The next step is to add the gene annotations, which will be fetched from the Multi-FASTA headers:
- Click Add custom features in the second BRIG window to bring up custom annotation window (Figure 9).
- Double click "Ring 5".
- Set "input data" as Multi-FASTA.
- Set "colour" as alternating red-blue
- Click add.

Figure 9: Custom annotation window - adding gene annotations
This step colours the gaps between FASTA entries, the gaps are calculated from the Multi-FASTA file (Figure 10). For each genome ring, do the following:
- Set "input data" as Multi-FASTA.
- Set "colour" as black
- Check "load gaps only".
- Click add.
The results should be similar to Figure 10 in the left hand pane. Close the window when this is done.

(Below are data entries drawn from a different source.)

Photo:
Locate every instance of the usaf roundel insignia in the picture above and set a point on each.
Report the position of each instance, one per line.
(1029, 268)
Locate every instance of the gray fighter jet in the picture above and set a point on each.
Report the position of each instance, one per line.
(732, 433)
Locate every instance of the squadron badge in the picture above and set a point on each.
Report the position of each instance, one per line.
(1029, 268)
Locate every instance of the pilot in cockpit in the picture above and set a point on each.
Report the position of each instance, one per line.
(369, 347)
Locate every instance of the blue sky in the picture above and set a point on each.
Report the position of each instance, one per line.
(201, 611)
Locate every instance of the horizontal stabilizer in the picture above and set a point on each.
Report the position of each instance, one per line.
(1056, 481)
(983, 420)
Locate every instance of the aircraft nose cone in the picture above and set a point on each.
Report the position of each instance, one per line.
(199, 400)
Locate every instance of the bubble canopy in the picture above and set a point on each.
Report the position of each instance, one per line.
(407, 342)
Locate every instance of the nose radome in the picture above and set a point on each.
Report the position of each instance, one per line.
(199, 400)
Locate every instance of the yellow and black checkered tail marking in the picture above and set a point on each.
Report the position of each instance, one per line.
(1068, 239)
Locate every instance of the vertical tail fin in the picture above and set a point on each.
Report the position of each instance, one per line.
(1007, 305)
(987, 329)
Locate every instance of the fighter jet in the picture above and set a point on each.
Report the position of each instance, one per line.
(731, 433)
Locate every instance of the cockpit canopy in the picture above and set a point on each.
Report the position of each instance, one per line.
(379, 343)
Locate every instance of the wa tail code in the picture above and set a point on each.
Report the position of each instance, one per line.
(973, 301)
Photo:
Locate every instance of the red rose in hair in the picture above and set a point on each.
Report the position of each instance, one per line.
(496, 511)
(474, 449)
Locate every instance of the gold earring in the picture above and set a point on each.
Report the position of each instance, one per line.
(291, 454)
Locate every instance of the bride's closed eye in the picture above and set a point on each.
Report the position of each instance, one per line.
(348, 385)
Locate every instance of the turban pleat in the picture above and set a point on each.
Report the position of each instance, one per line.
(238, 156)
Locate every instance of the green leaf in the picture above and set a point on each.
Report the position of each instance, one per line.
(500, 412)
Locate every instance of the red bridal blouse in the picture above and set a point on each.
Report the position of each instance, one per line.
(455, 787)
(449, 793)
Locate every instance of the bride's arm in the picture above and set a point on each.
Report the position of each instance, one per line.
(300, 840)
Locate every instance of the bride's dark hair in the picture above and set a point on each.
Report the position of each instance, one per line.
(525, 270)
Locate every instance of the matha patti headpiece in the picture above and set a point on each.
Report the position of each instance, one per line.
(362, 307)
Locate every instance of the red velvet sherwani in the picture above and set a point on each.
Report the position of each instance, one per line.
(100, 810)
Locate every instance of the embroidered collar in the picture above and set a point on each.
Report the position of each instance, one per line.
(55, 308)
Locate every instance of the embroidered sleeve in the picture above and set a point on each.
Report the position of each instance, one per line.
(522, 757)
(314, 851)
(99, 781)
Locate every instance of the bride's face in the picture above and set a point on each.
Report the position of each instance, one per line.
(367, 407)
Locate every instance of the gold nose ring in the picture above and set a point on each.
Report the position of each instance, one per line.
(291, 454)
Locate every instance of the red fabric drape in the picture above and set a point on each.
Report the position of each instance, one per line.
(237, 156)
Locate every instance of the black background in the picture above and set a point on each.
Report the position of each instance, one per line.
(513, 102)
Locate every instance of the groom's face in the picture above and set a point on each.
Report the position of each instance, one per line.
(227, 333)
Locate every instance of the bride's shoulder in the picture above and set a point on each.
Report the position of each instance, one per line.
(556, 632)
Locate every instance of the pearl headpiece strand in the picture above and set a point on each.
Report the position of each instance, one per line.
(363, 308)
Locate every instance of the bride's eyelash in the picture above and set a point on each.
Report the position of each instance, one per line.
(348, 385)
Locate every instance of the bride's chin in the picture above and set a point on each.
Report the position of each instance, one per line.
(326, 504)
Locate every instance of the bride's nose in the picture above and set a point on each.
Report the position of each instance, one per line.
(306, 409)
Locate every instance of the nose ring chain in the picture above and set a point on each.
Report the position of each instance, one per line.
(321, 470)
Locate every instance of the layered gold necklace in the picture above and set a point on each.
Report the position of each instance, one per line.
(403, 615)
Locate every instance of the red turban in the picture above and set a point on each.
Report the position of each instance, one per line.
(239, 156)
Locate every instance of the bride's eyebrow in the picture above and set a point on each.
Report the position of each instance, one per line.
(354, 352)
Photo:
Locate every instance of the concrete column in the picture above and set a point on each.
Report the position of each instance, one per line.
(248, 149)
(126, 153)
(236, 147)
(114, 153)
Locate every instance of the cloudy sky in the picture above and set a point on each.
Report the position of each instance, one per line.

Figure 10: Custom annotation window - adding spacers
Pro Tip 12
A spacer value can be set when using protein sequences from a GenBank/EMBL file.
Step 3: Configure image settings and submit¶
There are a few more steps to complete and then the image is finished. In the customize ring window:
- Make the following changes in Preferences > Image options
- Set "show shading" in "Global settings" as false.
- Set "featureSlot" spacing in "Feature settings" as x-small.
- Return to customize ring window, click "Next" to go to the final BRIG confirmation window
- Set the image title as "Various E. coli virulence genes" and press submit.
The output image should be something like Figure 11. The alternating red-blue option has automatically alternated the red and blue colours for the gene labels. This option is available whenever a multi-FASTA file is used as a reference sequence. This same option could be used to show contig or genome scaffold boundaries. This image shows some real biological information very clearly.
- CFT073 (UPEC) and K12 MG1655 (Commensal) do not carry the Locus of Enterocyte Effacement. These virulence factors are specific to EHEC and EPEC.
- All E. coli shown carry the common pilus (ecpA-R).
- Only CFT073 carries the F1C fimbriae.

Figure 11: Output image from Multi-FASTA walkthrough.
Pro Tip 13
You can use protein sequences as a multi-FASTA reference and use blastx to improve alignment accuracy for divergent sequences.